Accountability sits with the organisation that owns the industrial environment and the access lifecycle, even when a vendor performs the work. Access reviews, offboarding, and policy enforcement must be documented and owned internally, because the operational consequences of over-permissioned access remain inside the plant.
Why This Matters for Security Teams
Third-party access to OT systems becomes a governance problem the moment a vendor account can reach controllers, historians, engineering workstations, or remote maintenance tools with more privilege than the task requires. The key risk is not just unauthorized access, but inability to prove who approved it, who reviewed it, and who removed it when work ended. NHIMG’s Ultimate Guide to NHIs notes that 92% of organisations expose NHIs to third parties, which is a strong signal that over-permissioning is not an edge case.

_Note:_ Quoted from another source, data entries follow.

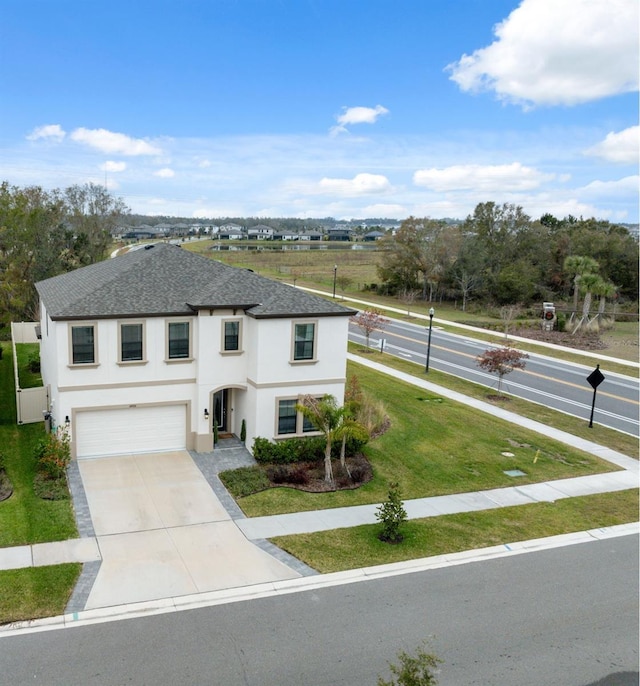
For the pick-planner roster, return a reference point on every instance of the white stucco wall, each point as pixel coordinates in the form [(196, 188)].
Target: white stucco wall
[(260, 374)]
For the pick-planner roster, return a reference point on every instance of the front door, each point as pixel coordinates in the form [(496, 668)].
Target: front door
[(220, 404)]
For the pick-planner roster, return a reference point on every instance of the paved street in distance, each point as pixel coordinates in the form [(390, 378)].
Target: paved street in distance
[(566, 616)]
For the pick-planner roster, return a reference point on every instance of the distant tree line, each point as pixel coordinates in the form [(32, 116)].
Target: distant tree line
[(499, 255), (46, 233)]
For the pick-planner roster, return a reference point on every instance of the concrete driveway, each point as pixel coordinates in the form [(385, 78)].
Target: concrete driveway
[(162, 532)]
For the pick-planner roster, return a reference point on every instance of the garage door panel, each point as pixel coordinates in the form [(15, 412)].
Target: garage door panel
[(130, 430)]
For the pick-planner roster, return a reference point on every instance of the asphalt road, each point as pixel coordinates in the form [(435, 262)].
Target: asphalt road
[(562, 617), (545, 380)]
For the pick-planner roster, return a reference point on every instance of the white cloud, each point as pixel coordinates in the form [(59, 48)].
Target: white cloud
[(360, 184), (489, 178), (112, 166), (165, 173), (628, 186), (114, 143), (622, 146), (358, 115), (557, 52), (51, 131), (385, 210)]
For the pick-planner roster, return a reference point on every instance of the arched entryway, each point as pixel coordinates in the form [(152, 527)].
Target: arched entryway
[(222, 410)]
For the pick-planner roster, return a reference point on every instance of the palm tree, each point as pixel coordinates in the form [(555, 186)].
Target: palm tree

This matters because OT environments are built for continuity, not fast remediation. A vendor account that remains active after a maintenance window can still pivot into safety-relevant or availability-relevant assets. Security teams often assume the vendor owns the misuse risk, but the plant owner owns the access lifecycle and the operational blast radius. The OWASP Non-Human Identity Top 10 frames excessive privilege and poor lifecycle control as recurring identity weaknesses, and that model maps directly to third-party OT access. In practice, many security teams discover the accountability gap only after a contractor account is still live long after the work order is closed.
How It Works in Practice
Accountability in OT should follow control of the environment, not control of the vendor. The plant owner should define the access request, approve the scope, enforce time limits, and retain evidence for review. Vendors can execute work, but they should not be the source of truth for entitlement decisions. That is where formal identity governance, PAM, and documented offboarding intersect with OT change control.
A practical model usually includes:
- Named internal owners for every vendor identity, shared account, and remote access path.

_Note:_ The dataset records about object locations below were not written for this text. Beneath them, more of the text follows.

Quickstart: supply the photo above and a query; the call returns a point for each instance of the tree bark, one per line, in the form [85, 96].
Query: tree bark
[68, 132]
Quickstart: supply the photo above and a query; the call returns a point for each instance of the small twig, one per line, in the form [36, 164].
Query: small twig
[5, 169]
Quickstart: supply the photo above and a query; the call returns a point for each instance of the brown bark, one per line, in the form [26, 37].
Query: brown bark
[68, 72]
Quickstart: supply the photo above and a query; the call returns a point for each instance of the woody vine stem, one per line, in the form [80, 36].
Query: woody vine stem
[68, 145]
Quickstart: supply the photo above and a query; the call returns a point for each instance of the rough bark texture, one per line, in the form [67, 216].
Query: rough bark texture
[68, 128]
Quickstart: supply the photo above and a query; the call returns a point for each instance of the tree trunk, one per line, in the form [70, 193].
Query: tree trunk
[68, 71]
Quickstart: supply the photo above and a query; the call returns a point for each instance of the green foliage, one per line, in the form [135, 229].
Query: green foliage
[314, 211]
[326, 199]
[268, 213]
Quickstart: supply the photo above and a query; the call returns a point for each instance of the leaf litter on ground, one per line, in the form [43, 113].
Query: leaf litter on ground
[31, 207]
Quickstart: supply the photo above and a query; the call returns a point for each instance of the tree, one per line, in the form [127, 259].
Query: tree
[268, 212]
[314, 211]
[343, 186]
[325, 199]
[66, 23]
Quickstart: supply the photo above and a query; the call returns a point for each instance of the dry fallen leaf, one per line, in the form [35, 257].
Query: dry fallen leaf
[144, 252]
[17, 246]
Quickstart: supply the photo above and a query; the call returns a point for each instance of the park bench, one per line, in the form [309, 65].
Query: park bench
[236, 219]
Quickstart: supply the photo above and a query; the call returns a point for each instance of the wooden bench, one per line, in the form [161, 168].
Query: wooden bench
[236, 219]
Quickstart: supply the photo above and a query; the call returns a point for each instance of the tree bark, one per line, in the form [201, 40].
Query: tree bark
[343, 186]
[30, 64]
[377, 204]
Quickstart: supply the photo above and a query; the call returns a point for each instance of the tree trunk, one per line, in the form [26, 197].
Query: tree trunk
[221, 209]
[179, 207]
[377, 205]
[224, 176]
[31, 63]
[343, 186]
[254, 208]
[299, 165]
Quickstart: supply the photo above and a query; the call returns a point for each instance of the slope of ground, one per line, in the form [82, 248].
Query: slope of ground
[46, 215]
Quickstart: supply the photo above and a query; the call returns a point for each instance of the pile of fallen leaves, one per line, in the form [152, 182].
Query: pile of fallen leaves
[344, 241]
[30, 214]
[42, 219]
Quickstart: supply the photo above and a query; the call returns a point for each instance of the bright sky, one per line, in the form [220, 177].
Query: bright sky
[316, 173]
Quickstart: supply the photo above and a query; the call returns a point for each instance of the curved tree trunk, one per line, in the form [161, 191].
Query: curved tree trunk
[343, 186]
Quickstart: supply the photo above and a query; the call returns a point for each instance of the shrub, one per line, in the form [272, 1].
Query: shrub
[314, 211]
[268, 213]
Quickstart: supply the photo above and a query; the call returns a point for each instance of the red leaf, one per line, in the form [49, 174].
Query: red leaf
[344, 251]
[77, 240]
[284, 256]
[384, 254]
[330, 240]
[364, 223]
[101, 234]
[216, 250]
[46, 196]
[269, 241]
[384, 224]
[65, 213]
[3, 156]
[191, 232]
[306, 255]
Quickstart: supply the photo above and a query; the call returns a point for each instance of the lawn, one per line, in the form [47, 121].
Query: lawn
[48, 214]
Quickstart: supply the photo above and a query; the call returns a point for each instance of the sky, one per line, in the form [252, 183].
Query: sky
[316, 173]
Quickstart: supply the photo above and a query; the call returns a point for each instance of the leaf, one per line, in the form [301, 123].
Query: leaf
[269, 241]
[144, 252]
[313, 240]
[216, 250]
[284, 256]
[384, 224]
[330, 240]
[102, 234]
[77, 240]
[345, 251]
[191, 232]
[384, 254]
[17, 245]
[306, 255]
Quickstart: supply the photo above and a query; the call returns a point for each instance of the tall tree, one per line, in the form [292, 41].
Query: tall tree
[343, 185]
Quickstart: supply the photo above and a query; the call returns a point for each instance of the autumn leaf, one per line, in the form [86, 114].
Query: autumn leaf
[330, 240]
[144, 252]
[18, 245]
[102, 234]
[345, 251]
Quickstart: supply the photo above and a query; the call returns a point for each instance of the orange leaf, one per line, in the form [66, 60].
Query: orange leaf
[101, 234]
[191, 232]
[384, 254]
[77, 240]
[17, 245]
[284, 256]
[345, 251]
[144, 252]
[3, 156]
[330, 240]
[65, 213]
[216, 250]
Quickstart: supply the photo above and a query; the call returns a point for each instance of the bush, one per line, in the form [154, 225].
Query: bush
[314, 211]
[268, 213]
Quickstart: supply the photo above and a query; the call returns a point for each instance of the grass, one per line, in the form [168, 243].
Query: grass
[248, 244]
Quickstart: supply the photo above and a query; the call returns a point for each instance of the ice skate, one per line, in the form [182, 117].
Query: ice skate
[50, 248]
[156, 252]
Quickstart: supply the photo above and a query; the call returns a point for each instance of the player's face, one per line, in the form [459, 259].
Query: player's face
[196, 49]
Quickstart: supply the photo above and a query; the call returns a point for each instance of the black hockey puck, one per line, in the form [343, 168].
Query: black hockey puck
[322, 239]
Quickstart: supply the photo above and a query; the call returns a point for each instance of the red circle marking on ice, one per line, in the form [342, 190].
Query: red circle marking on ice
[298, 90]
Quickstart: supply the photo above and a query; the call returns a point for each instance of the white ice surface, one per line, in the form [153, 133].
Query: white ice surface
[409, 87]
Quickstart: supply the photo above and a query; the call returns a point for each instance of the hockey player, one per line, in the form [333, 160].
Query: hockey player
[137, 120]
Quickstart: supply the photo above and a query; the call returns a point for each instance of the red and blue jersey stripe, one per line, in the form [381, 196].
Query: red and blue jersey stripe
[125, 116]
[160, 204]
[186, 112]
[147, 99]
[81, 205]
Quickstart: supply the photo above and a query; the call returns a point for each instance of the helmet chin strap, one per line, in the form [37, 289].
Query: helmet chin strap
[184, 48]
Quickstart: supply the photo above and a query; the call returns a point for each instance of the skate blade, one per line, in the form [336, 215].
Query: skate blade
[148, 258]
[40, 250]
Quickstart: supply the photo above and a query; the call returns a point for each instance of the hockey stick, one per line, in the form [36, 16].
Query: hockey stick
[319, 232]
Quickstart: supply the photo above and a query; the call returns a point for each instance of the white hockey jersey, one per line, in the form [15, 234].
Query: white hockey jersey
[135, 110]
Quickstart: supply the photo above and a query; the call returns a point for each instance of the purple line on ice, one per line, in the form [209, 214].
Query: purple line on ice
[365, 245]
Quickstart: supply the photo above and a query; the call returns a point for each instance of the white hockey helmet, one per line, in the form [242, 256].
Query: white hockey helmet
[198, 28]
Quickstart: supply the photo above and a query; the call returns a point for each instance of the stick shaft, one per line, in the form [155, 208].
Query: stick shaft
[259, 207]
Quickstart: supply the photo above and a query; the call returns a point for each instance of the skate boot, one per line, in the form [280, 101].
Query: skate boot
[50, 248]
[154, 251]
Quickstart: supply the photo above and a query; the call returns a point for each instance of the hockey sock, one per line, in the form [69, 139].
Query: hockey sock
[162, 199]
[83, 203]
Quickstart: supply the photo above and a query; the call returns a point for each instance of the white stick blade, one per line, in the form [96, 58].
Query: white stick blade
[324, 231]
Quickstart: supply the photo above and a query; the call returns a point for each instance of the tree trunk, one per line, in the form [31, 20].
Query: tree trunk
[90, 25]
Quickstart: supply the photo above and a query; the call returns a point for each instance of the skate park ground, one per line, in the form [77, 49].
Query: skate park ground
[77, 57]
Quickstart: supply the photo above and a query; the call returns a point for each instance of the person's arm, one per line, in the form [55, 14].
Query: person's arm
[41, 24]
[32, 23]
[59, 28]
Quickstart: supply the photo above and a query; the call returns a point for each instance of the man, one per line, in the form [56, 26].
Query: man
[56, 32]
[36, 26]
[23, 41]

- Just-in-time access with narrow task scope, short TTLs, and automatic revocation after the window closes.
- Separate approval for production access, safety-relevant systems, and engineering functions.
- Periodic access reviews that verify both necessity and actual use, not just contract status.
- Logs that link approvals, session activity, and revocation actions to a specific internal control owner.
NIST guidance on access control in NIST SP 800-53 Rev. 5 Security and Privacy Controls supports this kind of accountability chain, even though OT environments often require compensating controls where direct enforcement is limited. NHIMG’s research on 52 NHI Breaches Analysis shows the practical consequence of weak lifecycle control: privileges persist, visibility drops, and incidents become harder to contain. These controls tend to break down when a vendor needs emergency access across segmented OT zones because the exception process is faster than the revocation process.
Common Variations and Edge Cases
Tighter third-party access often increases operational friction, requiring organisations to balance uptime against assurance. In OT, that tradeoff is real, especially during outages, patch windows, and remote troubleshooting where supervisors want broad access available immediately.
Current guidance suggests treating emergency access as a separate, explicitly approved exception rather than a standing entitlement. That means break-glass accounts, if used, should be time-bound, logged, and reviewed after the event. Shared vendor credentials are still common in industrial sites, but best practice is evolving toward individual accountability, session recording, and task-scoped approvals. Where vendors manage their own technicians, the plant owner still needs evidence that internal reviews, offboarding, and recertification actually happened.
The edge case is inherited access from legacy OT integrations. If a vendor account is tied to old remote support tooling or a system that cannot support per-user identity, the organisation should document the compensating control, assign an internal approver, and schedule remediation. When auditors ask who is accountable, the answer must be a named internal control owner, not the vendor contract itself.
Standards & Framework Alignment
This section maps relevant standards and security frameworks to the operational risks and controls described in this guidance.
OWASP Non-Human Identity Top 10 and OWASP Agentic AI Top 10 address the attack and risk surface, while NIST CSF 2.0, NIST Zero Trust (SP 800-207) and NIST SP 800-63 set the governance and control requirements practitioners need to meet.
| Framework | Control / Reference | Relevance |
|---|---|---|
| OWASP Non-Human Identity Top 10 | NHI-03 | Over-permissioned third-party access is an NHI privilege and lifecycle failure. |
| NIST CSF 2.0 | PR.AC-4 | Third-party OT access must be governed through least privilege and access review. |
| NIST Zero Trust (SP 800-207) | 4.1 | Zero Trust requires explicit authorization and continuous verification for vendor access. |
| NIST SP 800-63 | 3 | Assurance and identity proofing matter when assigning vendor access to critical OT assets. |
| OWASP Agentic AI Top 10 | AGENT-07 | If vendor access is automated by agents, privilege scope and revocation must stay bounded. |
Treat every vendor session as continuously verified, not trusted because it is inside the network.